Last week, the Volkswagen group dumped $300 million into Gett, a taxi hailing-cum-ride sharing app that's big outside of the US. Now, the company has revealed that it's pondering a rival to Uber Black by offering private drivers access to its higher-end vehicles. Details are scarce since it's a single line reference in a very long press release, but VW says that it's looking at a "special chauffeur service" that features "premium brands, such as Audi and Porsche." What that looks like in reality is anyone's guess, although the idea of getting ferried around in an Audi RS 7 does have some appeal.
The deal with Gett will concentrate on getting Volkswagen cars into the hands of Gett's drivers with the promise of juicy discounts. For instance, the firm will offer a special package that'll bundle car insurance and servicing with the purchase price, which can be paid by a would-be operator in installments. It's a similar deal to the one that Uber offers would-be drivers, letting them buy cars from manufacturers like Volkswagen, Ford and Toyota at a discount.
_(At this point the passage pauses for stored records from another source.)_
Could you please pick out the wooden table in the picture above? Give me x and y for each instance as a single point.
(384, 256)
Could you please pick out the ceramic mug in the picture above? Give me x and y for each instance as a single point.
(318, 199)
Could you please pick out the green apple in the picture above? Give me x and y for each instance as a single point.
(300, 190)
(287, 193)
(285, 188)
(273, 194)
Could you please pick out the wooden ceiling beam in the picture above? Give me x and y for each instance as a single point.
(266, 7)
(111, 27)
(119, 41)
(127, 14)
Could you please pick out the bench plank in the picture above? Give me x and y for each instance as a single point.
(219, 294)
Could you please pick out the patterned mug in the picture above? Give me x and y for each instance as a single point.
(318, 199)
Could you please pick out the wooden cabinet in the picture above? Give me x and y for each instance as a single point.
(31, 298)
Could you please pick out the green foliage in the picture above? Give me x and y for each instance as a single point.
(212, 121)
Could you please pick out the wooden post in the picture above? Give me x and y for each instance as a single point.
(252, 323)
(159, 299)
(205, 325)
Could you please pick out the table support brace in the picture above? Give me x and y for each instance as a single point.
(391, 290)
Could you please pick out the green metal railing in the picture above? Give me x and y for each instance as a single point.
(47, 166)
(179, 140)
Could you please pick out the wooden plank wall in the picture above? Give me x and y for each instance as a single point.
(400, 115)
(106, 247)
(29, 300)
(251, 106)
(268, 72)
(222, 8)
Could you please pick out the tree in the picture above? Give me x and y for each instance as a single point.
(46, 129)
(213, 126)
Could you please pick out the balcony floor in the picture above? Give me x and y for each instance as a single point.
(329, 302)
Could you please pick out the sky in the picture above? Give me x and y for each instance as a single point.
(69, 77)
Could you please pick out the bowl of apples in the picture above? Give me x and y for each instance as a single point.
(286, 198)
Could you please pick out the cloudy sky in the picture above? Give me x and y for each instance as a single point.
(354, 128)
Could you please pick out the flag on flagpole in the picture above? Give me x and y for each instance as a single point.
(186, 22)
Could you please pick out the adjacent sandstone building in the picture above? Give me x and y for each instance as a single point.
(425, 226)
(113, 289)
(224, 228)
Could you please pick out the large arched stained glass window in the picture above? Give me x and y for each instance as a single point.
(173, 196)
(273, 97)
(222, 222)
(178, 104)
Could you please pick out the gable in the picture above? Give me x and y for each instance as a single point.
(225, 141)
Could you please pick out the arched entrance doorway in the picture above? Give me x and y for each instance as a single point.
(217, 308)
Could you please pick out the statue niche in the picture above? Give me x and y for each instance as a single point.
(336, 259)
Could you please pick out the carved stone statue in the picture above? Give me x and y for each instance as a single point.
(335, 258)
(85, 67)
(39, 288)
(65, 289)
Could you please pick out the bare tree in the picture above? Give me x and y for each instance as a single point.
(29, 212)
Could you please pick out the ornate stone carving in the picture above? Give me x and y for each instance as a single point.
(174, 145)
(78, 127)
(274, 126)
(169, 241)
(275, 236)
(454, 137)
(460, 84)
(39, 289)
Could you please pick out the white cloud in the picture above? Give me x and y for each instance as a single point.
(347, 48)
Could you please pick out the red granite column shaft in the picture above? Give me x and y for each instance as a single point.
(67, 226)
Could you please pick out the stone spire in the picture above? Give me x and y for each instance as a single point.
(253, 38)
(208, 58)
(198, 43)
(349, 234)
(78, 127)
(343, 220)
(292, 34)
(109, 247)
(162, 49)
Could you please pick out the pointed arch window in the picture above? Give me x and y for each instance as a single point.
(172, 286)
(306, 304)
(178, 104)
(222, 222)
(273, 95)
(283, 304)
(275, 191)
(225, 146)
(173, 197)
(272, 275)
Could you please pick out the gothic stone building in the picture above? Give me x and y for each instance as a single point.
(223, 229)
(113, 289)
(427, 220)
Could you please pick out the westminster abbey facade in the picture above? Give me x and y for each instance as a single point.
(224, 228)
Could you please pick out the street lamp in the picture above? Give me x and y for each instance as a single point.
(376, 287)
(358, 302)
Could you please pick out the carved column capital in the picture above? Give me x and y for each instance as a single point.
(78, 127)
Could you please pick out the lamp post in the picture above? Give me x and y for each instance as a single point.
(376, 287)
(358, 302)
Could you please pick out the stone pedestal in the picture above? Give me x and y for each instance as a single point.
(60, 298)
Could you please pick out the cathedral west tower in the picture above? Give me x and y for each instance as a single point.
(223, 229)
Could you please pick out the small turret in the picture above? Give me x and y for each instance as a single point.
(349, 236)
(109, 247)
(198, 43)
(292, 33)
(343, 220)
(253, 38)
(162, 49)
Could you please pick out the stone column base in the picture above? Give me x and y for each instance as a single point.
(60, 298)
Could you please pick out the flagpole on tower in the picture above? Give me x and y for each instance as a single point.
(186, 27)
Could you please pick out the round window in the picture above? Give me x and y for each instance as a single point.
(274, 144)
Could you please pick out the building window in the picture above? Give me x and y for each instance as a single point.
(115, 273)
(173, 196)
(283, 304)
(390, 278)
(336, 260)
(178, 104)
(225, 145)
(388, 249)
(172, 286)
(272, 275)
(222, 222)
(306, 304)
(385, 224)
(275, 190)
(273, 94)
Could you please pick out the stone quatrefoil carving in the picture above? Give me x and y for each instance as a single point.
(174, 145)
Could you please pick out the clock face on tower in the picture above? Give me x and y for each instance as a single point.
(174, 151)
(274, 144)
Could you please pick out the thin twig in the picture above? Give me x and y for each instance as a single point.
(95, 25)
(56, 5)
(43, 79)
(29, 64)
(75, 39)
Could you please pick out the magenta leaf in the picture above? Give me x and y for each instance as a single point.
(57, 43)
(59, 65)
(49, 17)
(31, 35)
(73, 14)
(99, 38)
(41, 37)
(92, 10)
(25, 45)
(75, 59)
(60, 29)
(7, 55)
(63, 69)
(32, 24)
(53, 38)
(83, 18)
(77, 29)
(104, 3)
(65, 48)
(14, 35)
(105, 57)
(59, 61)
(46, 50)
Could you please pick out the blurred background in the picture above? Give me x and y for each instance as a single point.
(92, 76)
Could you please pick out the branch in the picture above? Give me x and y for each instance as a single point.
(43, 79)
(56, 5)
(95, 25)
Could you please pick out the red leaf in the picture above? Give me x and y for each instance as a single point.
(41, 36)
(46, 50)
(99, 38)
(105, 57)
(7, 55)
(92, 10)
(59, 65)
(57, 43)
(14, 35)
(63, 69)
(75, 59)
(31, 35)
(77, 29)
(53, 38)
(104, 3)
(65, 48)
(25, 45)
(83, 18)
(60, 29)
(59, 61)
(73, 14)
Uber, however, also lets prospective cabbies rent their vehicle on a monthly basis, thanks to a deal with Enterprise. Both of which will likely become more muscular now that Uber has a further $3.5 billion in its back pocket.
The troubling fact for the auto industry is that people will still need cars, but it's likely that they won't need as many as they do right now. On-demand services and self-driving vehicles are, after all, intended to shuttle around cities like an ersatz taxi-cum-metro system rather than sitting in parking lots. The concepts of ownership that we currently hold dear (and the profits that car companies get from them) are likely to fade away in the next, say, fifty years time. As such, conglomerates like VW will have to reinvent themselves as both manufacturer and transport company in one.
But these changes are never easy, especially when the biggest car firms have tons of baggage that slows down their progress. Many are still devoting time and resources to producing thousands of new cars with combustion engines that will be on the roads for years to come. Looming in the shadow, however, is the emissions scandal, with the financial and reputational penalties likely to be felt for years to come. Younger, more nimble rivals without legacy businesses, like Tesla, are working on mass-producing electric cars for mass-market prices. When that happens, the amount of time that the establishment has left may start to run out a lot faster than before.